Однако, если их не включают в члены, они очень сердятся, принимают меры, хлопочут, даже плачут. Они обидчивы, как артисты летней эстрады.

И чтоб с ними не связываться, не вести лишних разговоров, их включают в различные списки. Таким образом, во всех толстых журналах существует почти одно и то же литературное начальство с небольшими вариациями: вместо одного завидущего критика иногда бывают два; иногда процент детских писателей бывает недостаточен, — например, вместо полутора процента детских включают только полпроцента (это дает возможность детским писателям поднять крик о том, что их затирают взрослые писатели в союзе с оборонными). А иногда забывают т. Клемансона (Мосоргвывод), и он попадает не в двенадцать редколлегий. а только в восемь.

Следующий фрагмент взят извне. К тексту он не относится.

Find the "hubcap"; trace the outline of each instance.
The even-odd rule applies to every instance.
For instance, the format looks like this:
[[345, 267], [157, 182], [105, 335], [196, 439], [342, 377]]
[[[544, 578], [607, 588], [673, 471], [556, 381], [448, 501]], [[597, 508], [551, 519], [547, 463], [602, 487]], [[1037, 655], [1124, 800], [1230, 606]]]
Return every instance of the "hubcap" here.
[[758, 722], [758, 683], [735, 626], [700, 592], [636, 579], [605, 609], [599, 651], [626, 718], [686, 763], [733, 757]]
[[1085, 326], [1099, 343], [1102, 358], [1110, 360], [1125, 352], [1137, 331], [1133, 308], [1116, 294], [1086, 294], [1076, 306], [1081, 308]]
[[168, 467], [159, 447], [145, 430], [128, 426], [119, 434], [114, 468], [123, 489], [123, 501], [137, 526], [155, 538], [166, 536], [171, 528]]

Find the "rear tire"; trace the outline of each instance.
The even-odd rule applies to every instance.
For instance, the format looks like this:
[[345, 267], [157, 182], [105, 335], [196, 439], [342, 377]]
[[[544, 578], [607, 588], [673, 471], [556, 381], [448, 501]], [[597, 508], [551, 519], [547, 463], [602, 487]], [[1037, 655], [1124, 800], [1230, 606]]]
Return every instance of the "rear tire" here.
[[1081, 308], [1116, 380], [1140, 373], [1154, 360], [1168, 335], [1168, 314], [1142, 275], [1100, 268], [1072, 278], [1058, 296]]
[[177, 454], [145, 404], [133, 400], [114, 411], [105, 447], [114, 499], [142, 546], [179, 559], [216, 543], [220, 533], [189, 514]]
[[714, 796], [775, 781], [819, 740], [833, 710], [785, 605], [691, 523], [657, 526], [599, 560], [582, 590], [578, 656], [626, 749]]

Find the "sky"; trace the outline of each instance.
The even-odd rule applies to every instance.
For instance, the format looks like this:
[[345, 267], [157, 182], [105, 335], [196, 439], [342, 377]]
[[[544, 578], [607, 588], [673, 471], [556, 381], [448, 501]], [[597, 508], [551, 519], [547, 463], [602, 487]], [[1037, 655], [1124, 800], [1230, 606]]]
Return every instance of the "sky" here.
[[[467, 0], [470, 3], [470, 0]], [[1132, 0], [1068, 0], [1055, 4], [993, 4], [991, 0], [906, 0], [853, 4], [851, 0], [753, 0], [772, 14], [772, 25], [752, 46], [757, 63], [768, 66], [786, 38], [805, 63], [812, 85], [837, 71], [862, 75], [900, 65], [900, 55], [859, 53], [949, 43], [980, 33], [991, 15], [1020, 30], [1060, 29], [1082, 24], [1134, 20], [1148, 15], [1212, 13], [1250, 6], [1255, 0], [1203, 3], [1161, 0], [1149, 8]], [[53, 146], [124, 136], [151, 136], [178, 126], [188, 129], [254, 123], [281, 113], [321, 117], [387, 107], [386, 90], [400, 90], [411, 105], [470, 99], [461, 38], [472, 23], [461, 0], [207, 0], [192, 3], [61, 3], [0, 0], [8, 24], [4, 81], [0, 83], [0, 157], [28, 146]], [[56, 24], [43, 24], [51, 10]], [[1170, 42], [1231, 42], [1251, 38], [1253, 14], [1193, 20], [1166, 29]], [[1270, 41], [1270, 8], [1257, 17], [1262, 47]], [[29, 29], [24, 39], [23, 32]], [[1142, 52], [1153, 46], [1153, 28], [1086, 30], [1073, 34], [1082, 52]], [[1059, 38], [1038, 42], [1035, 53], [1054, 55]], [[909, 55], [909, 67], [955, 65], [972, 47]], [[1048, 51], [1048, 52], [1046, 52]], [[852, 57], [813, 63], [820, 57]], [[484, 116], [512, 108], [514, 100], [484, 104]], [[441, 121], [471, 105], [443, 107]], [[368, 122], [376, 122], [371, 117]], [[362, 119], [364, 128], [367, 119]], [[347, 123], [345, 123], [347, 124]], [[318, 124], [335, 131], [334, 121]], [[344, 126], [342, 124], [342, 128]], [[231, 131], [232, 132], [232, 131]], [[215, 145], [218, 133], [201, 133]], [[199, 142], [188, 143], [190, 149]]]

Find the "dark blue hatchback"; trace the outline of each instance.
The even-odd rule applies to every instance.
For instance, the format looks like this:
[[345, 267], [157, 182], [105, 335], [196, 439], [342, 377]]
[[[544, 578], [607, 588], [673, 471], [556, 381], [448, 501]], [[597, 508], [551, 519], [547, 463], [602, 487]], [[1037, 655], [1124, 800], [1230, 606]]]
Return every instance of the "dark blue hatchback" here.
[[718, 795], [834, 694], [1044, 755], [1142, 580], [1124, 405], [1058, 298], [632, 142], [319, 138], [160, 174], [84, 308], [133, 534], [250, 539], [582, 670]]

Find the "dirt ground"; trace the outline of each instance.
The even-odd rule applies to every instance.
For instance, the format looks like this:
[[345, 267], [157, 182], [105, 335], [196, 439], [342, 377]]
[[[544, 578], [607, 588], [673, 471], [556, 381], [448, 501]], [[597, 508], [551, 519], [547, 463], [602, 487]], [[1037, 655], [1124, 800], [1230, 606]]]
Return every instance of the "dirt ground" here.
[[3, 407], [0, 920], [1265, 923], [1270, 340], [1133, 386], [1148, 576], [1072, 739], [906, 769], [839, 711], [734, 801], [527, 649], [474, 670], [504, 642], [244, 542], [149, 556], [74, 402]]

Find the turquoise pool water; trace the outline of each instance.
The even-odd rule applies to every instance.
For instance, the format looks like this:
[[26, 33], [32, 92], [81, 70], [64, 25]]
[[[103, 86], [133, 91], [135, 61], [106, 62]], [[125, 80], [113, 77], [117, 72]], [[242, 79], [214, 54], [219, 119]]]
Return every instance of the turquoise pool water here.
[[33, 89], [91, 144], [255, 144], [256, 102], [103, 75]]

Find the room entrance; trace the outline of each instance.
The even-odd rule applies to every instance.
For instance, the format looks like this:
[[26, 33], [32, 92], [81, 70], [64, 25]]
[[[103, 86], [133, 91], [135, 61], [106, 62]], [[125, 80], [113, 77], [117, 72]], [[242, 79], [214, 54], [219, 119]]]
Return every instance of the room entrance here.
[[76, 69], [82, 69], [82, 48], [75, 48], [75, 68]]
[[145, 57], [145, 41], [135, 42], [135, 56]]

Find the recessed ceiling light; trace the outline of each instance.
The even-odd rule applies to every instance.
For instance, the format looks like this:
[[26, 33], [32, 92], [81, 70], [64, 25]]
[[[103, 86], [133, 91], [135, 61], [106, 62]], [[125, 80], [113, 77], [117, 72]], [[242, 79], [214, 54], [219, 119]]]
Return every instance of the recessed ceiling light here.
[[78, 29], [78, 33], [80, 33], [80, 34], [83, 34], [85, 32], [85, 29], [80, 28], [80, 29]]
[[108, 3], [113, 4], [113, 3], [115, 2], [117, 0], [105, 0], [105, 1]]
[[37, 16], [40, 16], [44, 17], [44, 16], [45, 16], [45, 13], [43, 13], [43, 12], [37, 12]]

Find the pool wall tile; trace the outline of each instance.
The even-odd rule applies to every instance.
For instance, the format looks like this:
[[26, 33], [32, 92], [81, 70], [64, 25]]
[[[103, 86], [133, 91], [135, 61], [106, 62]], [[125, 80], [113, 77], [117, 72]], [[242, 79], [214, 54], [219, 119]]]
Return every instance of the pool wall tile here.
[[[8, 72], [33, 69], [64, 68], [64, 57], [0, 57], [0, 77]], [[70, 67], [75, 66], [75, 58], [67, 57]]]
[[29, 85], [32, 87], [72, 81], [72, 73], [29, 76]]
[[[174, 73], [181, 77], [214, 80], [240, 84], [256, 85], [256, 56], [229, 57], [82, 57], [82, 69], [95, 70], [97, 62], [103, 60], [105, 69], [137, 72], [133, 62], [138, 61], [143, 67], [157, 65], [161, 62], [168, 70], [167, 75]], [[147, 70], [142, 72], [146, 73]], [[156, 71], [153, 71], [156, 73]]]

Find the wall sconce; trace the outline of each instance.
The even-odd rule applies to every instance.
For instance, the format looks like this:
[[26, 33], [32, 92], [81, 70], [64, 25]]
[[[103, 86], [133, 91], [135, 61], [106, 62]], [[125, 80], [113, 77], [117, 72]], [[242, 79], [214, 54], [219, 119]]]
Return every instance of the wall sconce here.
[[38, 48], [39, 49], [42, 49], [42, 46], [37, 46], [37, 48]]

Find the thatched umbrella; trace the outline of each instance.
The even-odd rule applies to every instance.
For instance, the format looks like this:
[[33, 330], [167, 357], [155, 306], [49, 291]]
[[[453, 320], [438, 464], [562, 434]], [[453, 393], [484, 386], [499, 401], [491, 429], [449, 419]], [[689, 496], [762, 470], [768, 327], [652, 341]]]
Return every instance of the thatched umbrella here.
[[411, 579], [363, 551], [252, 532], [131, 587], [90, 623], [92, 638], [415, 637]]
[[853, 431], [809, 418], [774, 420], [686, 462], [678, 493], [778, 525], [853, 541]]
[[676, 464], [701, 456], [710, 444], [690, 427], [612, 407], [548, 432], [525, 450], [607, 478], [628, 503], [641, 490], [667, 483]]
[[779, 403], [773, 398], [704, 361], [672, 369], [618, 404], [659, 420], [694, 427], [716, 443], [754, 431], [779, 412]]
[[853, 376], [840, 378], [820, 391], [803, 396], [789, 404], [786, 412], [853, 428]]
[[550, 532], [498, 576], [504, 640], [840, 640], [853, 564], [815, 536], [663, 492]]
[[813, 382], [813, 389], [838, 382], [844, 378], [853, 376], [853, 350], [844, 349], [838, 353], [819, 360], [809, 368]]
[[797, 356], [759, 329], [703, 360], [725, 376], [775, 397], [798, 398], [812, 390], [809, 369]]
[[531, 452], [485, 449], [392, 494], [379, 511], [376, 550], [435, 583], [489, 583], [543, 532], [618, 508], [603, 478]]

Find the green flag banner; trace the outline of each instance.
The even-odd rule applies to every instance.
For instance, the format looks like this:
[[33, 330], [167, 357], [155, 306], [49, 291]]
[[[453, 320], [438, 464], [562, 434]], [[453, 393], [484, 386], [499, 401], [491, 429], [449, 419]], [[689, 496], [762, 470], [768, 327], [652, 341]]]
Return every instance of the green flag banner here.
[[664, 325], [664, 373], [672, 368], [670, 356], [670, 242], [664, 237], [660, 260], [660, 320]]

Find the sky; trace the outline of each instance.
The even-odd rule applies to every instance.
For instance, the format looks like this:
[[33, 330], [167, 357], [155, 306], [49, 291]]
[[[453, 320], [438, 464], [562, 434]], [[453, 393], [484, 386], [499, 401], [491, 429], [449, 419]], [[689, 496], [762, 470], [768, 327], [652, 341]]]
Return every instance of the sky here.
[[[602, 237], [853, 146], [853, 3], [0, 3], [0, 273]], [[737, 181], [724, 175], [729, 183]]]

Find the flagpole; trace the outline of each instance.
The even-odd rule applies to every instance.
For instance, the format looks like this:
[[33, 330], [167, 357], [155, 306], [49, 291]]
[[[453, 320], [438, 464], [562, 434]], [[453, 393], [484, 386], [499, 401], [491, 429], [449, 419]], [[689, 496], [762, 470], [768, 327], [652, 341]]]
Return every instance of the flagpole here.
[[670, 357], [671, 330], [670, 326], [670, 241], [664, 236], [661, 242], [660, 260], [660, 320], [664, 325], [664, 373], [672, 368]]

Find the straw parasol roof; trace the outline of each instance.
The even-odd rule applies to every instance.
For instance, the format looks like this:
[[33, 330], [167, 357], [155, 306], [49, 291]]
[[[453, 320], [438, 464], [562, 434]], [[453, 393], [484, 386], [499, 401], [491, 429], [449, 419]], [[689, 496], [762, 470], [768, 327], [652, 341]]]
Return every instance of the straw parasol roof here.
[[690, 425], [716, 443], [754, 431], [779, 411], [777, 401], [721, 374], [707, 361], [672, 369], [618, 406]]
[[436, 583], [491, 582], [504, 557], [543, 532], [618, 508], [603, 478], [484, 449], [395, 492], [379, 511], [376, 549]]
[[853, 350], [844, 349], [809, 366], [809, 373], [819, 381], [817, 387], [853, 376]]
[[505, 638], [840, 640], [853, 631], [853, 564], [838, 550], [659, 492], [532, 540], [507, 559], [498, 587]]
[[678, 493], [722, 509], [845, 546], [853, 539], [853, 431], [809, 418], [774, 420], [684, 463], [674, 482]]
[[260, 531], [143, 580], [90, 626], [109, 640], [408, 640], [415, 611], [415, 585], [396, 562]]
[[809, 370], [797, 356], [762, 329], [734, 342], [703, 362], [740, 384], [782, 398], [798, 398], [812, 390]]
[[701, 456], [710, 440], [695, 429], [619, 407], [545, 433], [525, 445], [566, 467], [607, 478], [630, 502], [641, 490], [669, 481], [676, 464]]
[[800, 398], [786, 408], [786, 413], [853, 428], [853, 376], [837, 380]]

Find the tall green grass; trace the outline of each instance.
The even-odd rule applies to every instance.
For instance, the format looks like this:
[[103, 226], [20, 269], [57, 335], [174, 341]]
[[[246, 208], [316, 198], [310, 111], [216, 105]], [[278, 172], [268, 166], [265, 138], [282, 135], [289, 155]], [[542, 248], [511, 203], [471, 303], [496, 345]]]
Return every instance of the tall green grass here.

И вечером бледный Клемансон (Мосоргвывод), сидя за чаем с женой, говорит хриплым голосом:

— У меня есть враги. Это штуки Мизерника.

И он долго рассказывает жене о подлостях Мизерника (Книгосбыт).

Если к этому добавить, что ответственный редактор, как правило, не является ни взрослым писателем, ни детским, ни оборонным, ни женским, что он не пишет стихов, не сочиняет критических статеек, никогда не ходит в свою редакцию, а дома снимает телефонную трубку, чтобы к нему никак нельзя было дозвониться, что он к искусству вообще относится отрицательно, — то, как говорится, во весь рост встает вопрос о том, кто же все-таки делает журнал. Журнал-то ведь выходит. Раз в четыре месяца, но выходит ведь.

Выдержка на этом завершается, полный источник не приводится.